Hace unas semanas asistí a los estudios de una emisora de radio como espectador privilegiado. Unos amigos conducen un programa y ese día entrevistaban a un artista que componía y tocaba todos los instrumentos con los que había grabado la música de los cuatro álbumes que conformaban su discografía, fotografiaba con criterio y pericia multitud de conciertos a los que acudía acreditado, y realizaba videoclips de sus propias canciones, pero también de propuestas ajenas que, vista la espectacularidad del resultado, cada vez le demandaban con más asiduidad. Este artista hablaba con apasionamiento de sus creaciones, con ese amor que solo le dispensamos a las tareas que conectan con lo más vívido e íntimo de nuestra persona y precisamente por ello nos abastecen de congruencia narrativa y sentido. Ante la admiración que estaba despertando en sus entrevistadores, verbalizada merecidamente con varios epítetos, esta persona comentó algo que me llamó poderosamente la atención. «Bah, todo esto que hago no tiene importancia, son solo hobbies», afirmó sin visos de aparente falsa modestia o de impostura para rebajar la intensidad de los elogios recibidos.

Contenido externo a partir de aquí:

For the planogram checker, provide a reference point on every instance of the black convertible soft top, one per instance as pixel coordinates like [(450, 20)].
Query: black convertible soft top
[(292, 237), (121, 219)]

En el silencio en el que me confinaba mi
papel de espectador pensé en la muy injusta infravaloración de los hobbies, esas
aficiones que suelen estar soboteadas por los tiempos remunerados y que solo se llevan a cabo cuando la omnipresencia laboral da su
asentimiento. El empleo interfiere en la vida de las personas y, a
cambio de ingresos cada vez más exiguos, ocluye el acceso a prácticas que extraen y cultivan lo
mejor de sí mismas, haceres que sin embargo encapsulamos linguísticamente en palabras de depauperado valor social como afición o hobby. El propio diccionario de la RAE minusvalora ambos términos cuando
los describe como pasatiempos. Es paradójico que la Real Academia acuñe este término (pasatiempo) que informa de superficialidad o frugalidad, cuando probablemente donde más tiempo pasamos
deseando que pase el tiempo lo más raudo posible es en la esfera laboral.
Al escuchar la palabra hobby también me vino súbitamente a la cabeza una de mis palabras favoritas, diletante, es decir, quien cultiva algún
campo del saber y el arte desde la afición y no desde la profesionalidad. A mí me encantan las personas diletantes porque el diletantismo está imbuido de una
pasión y un entusiasmo que el empleo propende a marchitar con su
violencia burocrática, sus peajes de subalternidad y el encadenamiento a tiempos de ejecución que
se desentienden de la insorteable predisposición que requiere cualquier
desempeño. ¿Hay algo más encomiástico que enredarnos en una tarea por pura afición, ser un
diletante, hacer las cosas por amor al arte, como despectivamente señalamos a
las actividades no recompensadas monetariamente? No creo que haya hipérbole alguna en aseverar que hacer algo por amor a
lo que se hace es lo más elevado que se puede hacer.
En la irónica, divertida pero a la vez agria novela El descontento, de Beatriz Serrano, un alegato contra el drenaje existencial que supone la sumisión laboral, la protagonista se mofa de una frase que le resulta ofensiva y que suele proferirse a modo de salmo para santificar el empleo y olvidarse de su condición de relación social y de pérdida de la soberanía de un abultado segmento de tiempo y por extensión de una porción bastante grande de la vida: «Encuentra un trabajo que te guste y nunca más tendrás que volver a trabajar». Este aserto tan usual en la literatura empresarial se puede objetar fácilmente. La refutación me la encuentro como cita en el capítulo Los cuerpos y los trabajos intelectuales del último ensayo de Remedios Zafra, El Informe. La cita es un diálogo. «¿Y no preferirías un trabajo relacionado con lo que te gusta?». La respuesta es antológica. «No. Prefiero hacer lo que me gusta cuando termino el trabajo». Esta pregunta y respuesta no están extraídas de una novela o de una película escrita por guionistas brillantes. Provienen de una conversación que entabla la autora con un estudiante de instituto, que quizá ya ha experimentado cómo la pasión propende a evaporarse en contextos no electivos.
En numerosas ocasiones los hobbies se infraestiman al
aplicarles análisis financieros de rentabilidad, como si el apasionamiento que
proveen se pudiera cuantificar y traducir monetariamente, o si el hobby
persiguiera el propósito de obtener unos ingresos que sí son inherentes al empleo. Una
amiga me contaba hace unos días la delectación que su pareja y ella habían
encontrado en el cultivo de un huerto. Pero adjuntada a esta alegría me confesó con un mohín de descontento lo siguiente: «Tenemos un huerto y la gente lo primero que nos pregunta es si es rentable». Cuánta elocuencia sin necesidad de dar muchas explicaciones.